La repercusión de la primera ola de la pandemia de COVID-19 y el confinamiento decretado tuvieron una repercusión distinta en las urgencias traumatológicas pediátricas en los distintos hospitales según la incidencia de la infección y las medidas adoptadas en las diferentes comunidades autónomas. En todos los casos hubo una reducción importante de la actividad, se atendió una mayor proporción de dolencias medias y graves, la edad media de los pacientes atendidos fue menor y se observó un retraso en las cirugías realizadas en urgencias, probablemente por la necesidad de solicitar una prueba PCR para detectar una infección por COVID-19.

Palabras clave:
COVID-19
Ortopedia infantil
Urgencias
Full Text
Introduction

The COVID pandemic has changed many aspects of our lives, including healthcare at many levels. The first wave, in the spring of 2020, had the greatest impact on all levels of medical care, as it was accompanied by a lockdown of the population, decreed on 14 March 2020.1 This has never been experienced before and is worth studying and analysing for the future.

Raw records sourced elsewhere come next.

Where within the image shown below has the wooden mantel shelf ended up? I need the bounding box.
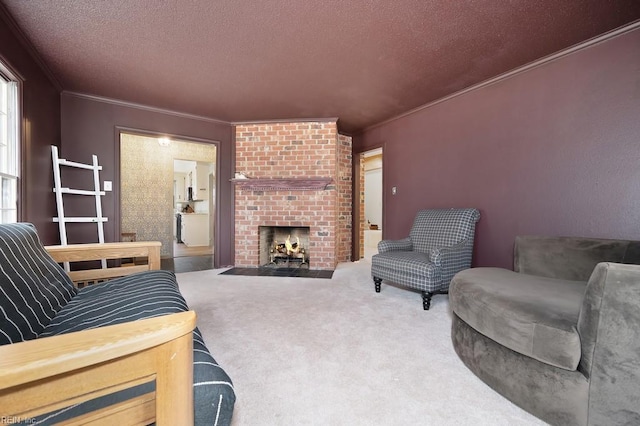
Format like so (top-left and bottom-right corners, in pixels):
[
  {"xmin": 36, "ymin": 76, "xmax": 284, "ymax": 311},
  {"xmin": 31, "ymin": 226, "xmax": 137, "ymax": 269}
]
[{"xmin": 231, "ymin": 178, "xmax": 332, "ymax": 191}]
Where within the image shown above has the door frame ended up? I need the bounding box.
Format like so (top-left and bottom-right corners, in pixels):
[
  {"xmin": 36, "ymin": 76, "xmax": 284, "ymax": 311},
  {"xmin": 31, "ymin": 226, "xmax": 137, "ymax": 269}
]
[
  {"xmin": 351, "ymin": 143, "xmax": 387, "ymax": 261},
  {"xmin": 113, "ymin": 126, "xmax": 221, "ymax": 268}
]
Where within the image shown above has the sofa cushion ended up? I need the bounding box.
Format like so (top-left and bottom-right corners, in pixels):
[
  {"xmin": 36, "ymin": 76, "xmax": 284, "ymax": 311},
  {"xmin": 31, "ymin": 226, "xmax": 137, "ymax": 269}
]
[
  {"xmin": 41, "ymin": 271, "xmax": 235, "ymax": 425},
  {"xmin": 0, "ymin": 223, "xmax": 76, "ymax": 345},
  {"xmin": 449, "ymin": 268, "xmax": 586, "ymax": 370}
]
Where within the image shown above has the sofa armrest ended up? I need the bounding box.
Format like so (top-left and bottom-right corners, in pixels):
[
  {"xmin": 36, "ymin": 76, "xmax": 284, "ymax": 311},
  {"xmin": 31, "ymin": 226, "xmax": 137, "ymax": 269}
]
[
  {"xmin": 378, "ymin": 237, "xmax": 413, "ymax": 253},
  {"xmin": 578, "ymin": 262, "xmax": 640, "ymax": 425},
  {"xmin": 0, "ymin": 311, "xmax": 196, "ymax": 424},
  {"xmin": 45, "ymin": 241, "xmax": 162, "ymax": 286}
]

Many studies have been published on how this situation affected medical emergencies in hospitals, and trauma emergencies in particular, but none have analysed whether the consequences were different according to the geographical region due to different incidences of infection and the different organisation of available resources according to the autonomous community.

We present a multicentre study of three tertiary hospitals of three Spanish cities with different incidences of COVID-19, different ways of reorganising available resources and a different rate of de-escalation during the first wave of the pandemic, and study how the activity of paediatric trauma emergency departments was affected compared to the same period of the previous year.

Material and methods

This is a retrospective cohort study comparing and analysing paediatric trauma emergencies attended in three hospitals in different Spanish cities during the first wave versus the same period in the previous year.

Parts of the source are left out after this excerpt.